Salah satu sebab jauhnya diri kita dari ikhlas ialah sifat ‘ujub, sifat berbangga diri yang berlebihan, dan menganggap orang lain tidak lebih baik dari diri kita. Sifat ini yang sering muncul tanpa kita sadari, yang mampu merobek-robek keikhlasan dalam diri kita. Ia yang mampu menodai kemurnian ikhlas dalam hati dan ia yang mampu mengotori hati dengan lendir-lendir kenistaan.
Tentunya kita tak ingin, keikhlasan yang ada di dalam hati ini, keikhlasan yang selalu kita jaga ini, ternodai dan bahkan terkotori. Dan hal yang dapat kita lakukan untuk menjaga keikhlasan adalah dengan menghapus sifat ‘ujub itu dari dalam hati, membuangnya jauh-jauh tanpa tersisa. Dimulai dengan hal yang kecil dan sederhana, yaitu anggaplah orang lain lebih baik daripada diri kita, anggaplah ia lebih mulia di sisi Allah.
Jikalau kita melihat seseorang yang lebih muda daripada kita, maka hendaklah kita berkata, “Anak ini masih muda usianya, belum banyak berbuat dosa dan bermaksiat kepada Allah, sedangkan aku yang sudah lebih tua darinya tentu telah banyak berbuat dosa dan bermaksiat kepada Allah. Maka tiada keraguan lagi bahwa ia lebih baik daripada aku di sisi Allah.”
Jikalau kita melihat seseorang yang lebih tua daripada kita, maka hendaklah kita berkata, “Orang tua ini sudah beribadah kepada Allah lebih dahulu daripada aku, maka tiada keraguan lagi bahwa ia lebih banyak pahalanya, lebih mulia daripada aku di sisi Allah.”

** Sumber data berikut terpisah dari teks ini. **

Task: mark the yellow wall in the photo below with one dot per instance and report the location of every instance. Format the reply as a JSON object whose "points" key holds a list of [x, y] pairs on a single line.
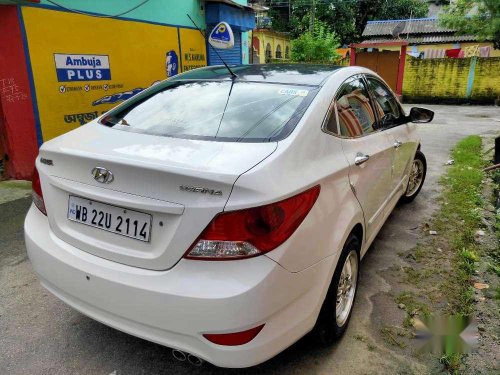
{"points": [[266, 37], [136, 52], [429, 80], [445, 46]]}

Manakala kita melihat orang alim, maka hendaklah kita berkata, “Orang alim ini telah dikaruniakan kepadanya bermacam-macam pemberian ilmu yang tidak dikaruniakan kepadaku. Ia telah sampai ke martabat yang aku tak sampai kepadanya, dan ia mengetahui berbagai masalah yang tak aku ketahui, maka bagaimana aku bisa sepertinya sedangkan diriku masih bergelimang dengan dosa dan maksiat?”

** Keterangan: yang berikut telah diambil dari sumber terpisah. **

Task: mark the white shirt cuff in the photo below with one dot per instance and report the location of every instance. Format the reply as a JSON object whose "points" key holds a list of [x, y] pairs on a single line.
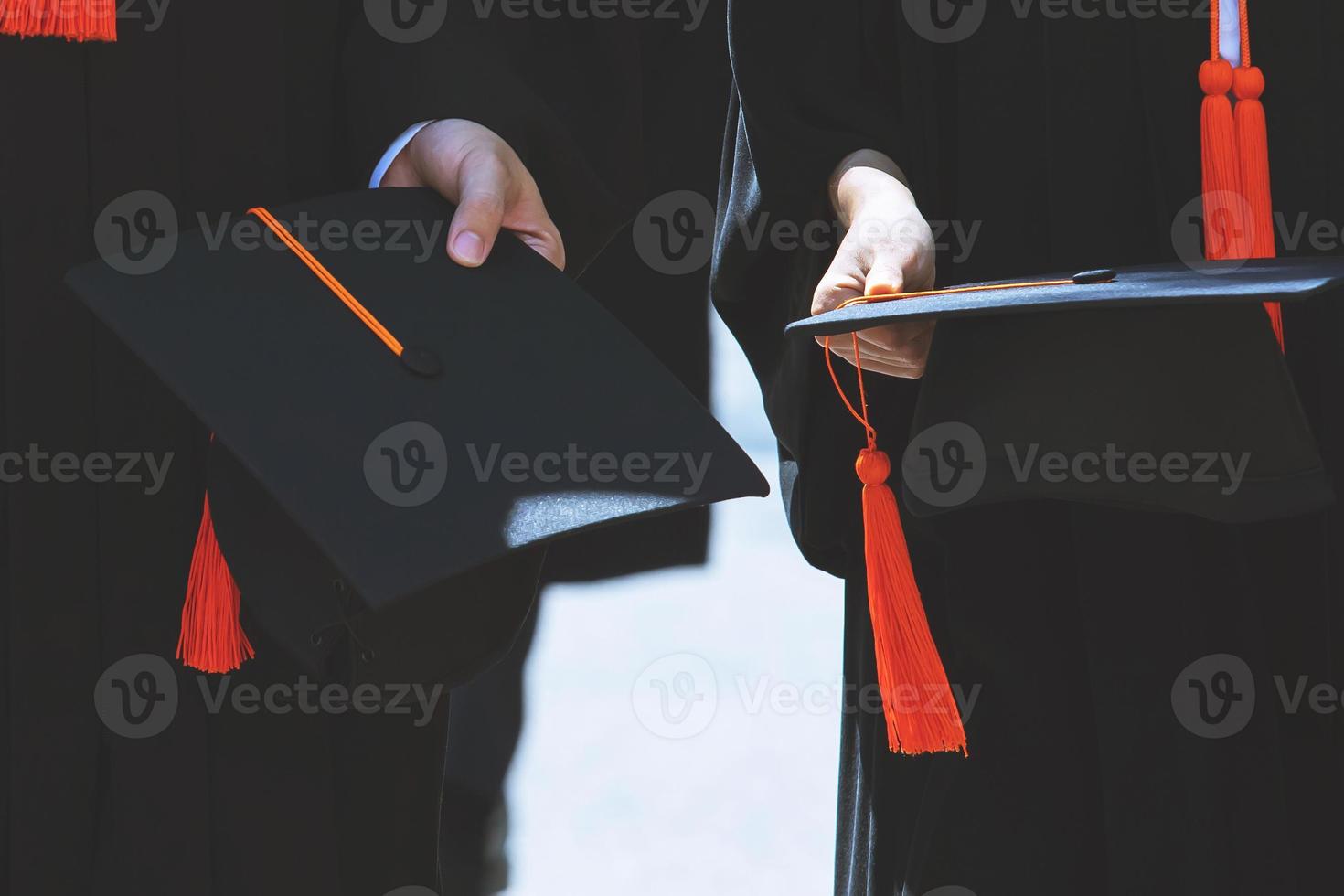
{"points": [[1230, 28], [392, 152]]}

Bila kita melihat orang yang bodoh, maka hendaklah kita berkata, “Orang ini bodoh lantas ia berbuat maksiat kepada Allah dengan kejahilannya, tetapi aku berbuat maksiat dengan ilmuku, dengan kesadaranku, maka bagaimana aku dapat mempertanggungjawabkannya di hadapan Allah nanti?”
Saat kita menyaksikan orang fasik atau ahli maksiat, maka hendaklah kita berkata, “Benar orang ini jasadnya bergelimang dalam kemaksiatan dan dosa, tapi siapa yang tahu kalau sebenarnya hatinya selalu benci pada kemaksiatan yang ia lakukan, dan bersamaan dengan itu ia tetap mengagungkan Tuhannya. Terbuka kemungkinan suatu saat nanti ia bertaubat dan menyesali perbuatannya, lalu ia melakukan amal shalih yang nilainya lebih tinggi di mata Allah daripada aku. Sedangkan aku sendiri sampai saat ini dan nanti, tidak pernah tahu apakah ketaatanku itu diterima oleh Allah atau tidak. Dan aku juga tidak pernah mengetahui apa yang akan terjadi pada diriku esok hari.”
Di kala kita melihat orang kafir, maka hendaklah kita berkata, “Aku tidak tahu, kemungkinan orang kafir ini akan beriman, memeluk agama Islam dan akhirnya mempunyai husnul khatimah, sedangkan aku tidak tahu apakah akan bisa menjaga keimanan ini hingga akhir hayat dan mendapatkanhusnul khatimah?”
Pertanyaan seperti ini bukan mengada-ada, tapi pasti dan yakin. Karena jika kita bertanya, siapakah yang dapat memastikan kalau kita dapat menjaga keimanan ini hingga akhir hayat, lalu kita memperoleh husnul khatimah? Siapa yang bisa tahu secara pasti kalau dirinya pasti diampuni oleh Allah? Siapakah yang dapat menjamin kalau diri kita pasti selamat di akhirat? Semua itu adalah rahasia Allah, yang tiada seorang pun yang dapat mengetahuinya. Bahkan beliau, Rasulullah SAW berkata:
“Katakanlah: Aku tidak mengatakan padamu, bahwa perbendaharaan Allah ada padaku, dan tidak (pula) aku mengatakan kepadamu bahwa aku seorang malaikat. Aku tidak mengikuti kecuali apa yang diwahyukan kepadaku. Katakanlah, ‘Apakah sama orang yang buta dengan yang melihat?’ Maka apakah kamu tidak memikirkan(nya)?” (QS. Al-An’aam: 50)
“Katakanlah, ‘Aku tidak berkuasa menarik kemanfaatan bagi diriku dan tidak (pula) menolak kemudharatan kecuali yang dikehendaki Allah. Dan sekiranya aku mengetahui yang ghaib, tentulah aku membuat kebajikan sebanyak-banyaknya dan aku tidak akan ditimpa kemudharatan. Aku tidak lain hanyalah pemberi peringatan, dan pembawa berita gembira bagi orang-orang yang beriman.’” (QS. Al-‘Araaf: 188)
—
Referensi: Mahmud Ahmad Mustafa, Dahsyatnya Ikhlas.